News that DaimlerChrysler AG had closed the sale of its Chrysler unit to Cerberus Capital Management helped stem Wall Street's losses for a brief period, with investors somewhat heartened by closure of the deal, which involved the underwriting banks covering $10 billion in loans after the subprime mortgage mess sapped demand for high-yield debt.
The S&P 500 and the Nasdaq Composite were 29.82 points lower at 1,442.38 and off 51.38 points at 2,525.01.
Volume at the New York Stock Exchange hit 1.8 billion, with declining stocks outpacing advancers 4 to 1.
At the Nasdaq, 2.1 billion shares were exchanged, with decliners ahead of advancing stocks 5 to 1.
Stocks lost ground on a "disappointing" employment report and anxiety about "Bear Stearns and their credit concerns," John Hughes, managing director at Epiphany Equity Research, told MarketWatch.
Stern outlook
The stock of Bear Stearns Companies Inc. fronted a large decline in the financial and brokerage sectors, its stock plunging 5.8% after S&P downgraded its outlook for Bear Sterns to negative.
Merrill Lynch & Co. Inc. fell 2.9%, while Dow component JP Morgan Chase Co. fell 2%.
Wachovia Corp., the fourth-largest U.S. bank, said its Vertice lending unit was temporarily pulling the plug on making "Alt-A," home loans, which fall between prime and subprime in quality, until market conditions improve. Its stock was off 1.15%.
Also taking a hit was the mortgage sector, with Countrywide Financial attempting to soothe liquidity concerns by announcing it has access to nearly $50 billion in short-term funding as a cushion. Its stock was off 6.2%.
Hit by bankruptcy concerns, American Home Mortgage Investment Corp. , fell 44% after the company said it will layoff more than 6,000 workers and stop taking mortgage applications.
The slumping housing market was also evident in Weyerhaeuser Co.'s second-quarter, with the world's biggest producer of timber for plywood reporting a near-90% drop in earnings for the June quarter. Its stock fell 1.2%.
Shares of lender IndyMac Bancorp. Inc. fell more than 10% after an email by Chief Executive Mike Perry to employees surfaced that described the mortgage-backed bonds market as "very panicked and illiquid."
Hard labor
The Labor Department reported that nonfarm payrolls grew by a lower-than-expected 92,000 in July, the lowest level since February.
In addition, the unemployment rate rose to 4.6%, the highest since January, Economists were expecting payroll growth of about 133,000, according to a survey conducted by MarketWatch. The jobless rate was expected to remain at 4.5%.
"This is not a positive catalyst for the market," said Art Hogan, chief market strategist at Jefferies & Co. "I think people are going to be a little shocked tha the unemployment rate inched higher last month."
The Institute for Supply Management reported non-manufacturing parts of the U.S. economy expanded at a slightly slower pace in July, with its gauge of the sector falling to 55.8% from 60.7% in June.
Stocks on the move
Shares of Dow component Procter & Gamble Co. fell 0.9%. The company reported a 19% gain in quarterly profit due to some new products and also said it will buy back up to $30 billion of its stock.
Toyota Motor Corp. reported a stronger-than-forecast profit on the back of a weak yen and better product mix.
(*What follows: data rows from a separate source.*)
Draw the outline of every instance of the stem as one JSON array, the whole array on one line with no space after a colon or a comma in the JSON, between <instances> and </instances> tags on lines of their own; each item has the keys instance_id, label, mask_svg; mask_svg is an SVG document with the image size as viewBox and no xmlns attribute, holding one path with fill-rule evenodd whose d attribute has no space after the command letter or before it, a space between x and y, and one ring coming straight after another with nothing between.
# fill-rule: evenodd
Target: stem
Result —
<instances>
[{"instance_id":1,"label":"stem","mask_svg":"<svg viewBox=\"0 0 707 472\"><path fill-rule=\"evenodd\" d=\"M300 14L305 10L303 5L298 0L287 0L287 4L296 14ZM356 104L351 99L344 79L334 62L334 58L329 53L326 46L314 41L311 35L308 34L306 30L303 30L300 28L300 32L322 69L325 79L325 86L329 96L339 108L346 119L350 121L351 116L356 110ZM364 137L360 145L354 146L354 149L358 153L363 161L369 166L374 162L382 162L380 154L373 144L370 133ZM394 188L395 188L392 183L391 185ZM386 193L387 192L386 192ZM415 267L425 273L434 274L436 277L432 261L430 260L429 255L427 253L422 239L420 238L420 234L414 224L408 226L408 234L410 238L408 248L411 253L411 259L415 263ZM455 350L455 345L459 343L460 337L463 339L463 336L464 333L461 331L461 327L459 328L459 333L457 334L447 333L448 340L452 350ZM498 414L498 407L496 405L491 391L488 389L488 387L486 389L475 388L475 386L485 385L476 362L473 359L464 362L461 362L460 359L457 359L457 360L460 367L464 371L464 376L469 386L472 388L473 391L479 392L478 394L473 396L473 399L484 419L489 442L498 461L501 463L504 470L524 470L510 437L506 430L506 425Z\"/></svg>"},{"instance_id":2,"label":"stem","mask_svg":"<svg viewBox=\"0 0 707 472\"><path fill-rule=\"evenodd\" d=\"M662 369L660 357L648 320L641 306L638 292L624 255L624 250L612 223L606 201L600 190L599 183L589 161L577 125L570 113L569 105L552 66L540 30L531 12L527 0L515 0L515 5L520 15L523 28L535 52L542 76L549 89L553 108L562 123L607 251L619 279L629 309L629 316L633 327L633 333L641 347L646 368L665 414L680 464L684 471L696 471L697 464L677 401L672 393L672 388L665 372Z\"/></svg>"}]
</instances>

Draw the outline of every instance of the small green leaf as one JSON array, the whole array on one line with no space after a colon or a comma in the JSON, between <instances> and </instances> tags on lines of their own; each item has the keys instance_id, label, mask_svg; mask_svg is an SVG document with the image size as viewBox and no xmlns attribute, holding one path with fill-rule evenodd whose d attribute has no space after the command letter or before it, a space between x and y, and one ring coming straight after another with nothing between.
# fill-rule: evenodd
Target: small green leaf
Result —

That stock rose 0.8%.
Oil slide
September crude closed at $75.48 a barrel, down $1.38 for Friday's session and down 2% for the week.
The jobs data also weakened the dollar. In New York trade, the greenback was quoted at 118.59 yen, vs. 119.23 yen late Thursday. The euro stood at $1.3740, compared with $1.3701.
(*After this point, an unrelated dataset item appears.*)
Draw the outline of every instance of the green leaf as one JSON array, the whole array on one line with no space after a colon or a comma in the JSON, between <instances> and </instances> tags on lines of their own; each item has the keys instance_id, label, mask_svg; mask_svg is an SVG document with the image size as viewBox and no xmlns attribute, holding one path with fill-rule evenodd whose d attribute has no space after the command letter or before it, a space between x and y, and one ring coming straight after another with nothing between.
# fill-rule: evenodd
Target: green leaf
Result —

Treasurys shot higher after the weaker-than-expected jobs report as these safe-haven assets generally benefit from signs of economic weakness. The benchmark 10-year Treasury note was 19/32 higher to close at 98-16/32 with a yield of 4.698%.
December gold climbed $7.80 to close at a more than one-week high of $684.40 an ounce as weaker-than expected U.S. jobs growth helped fuel investment demand. The contract finished the week with a gain of $12.10.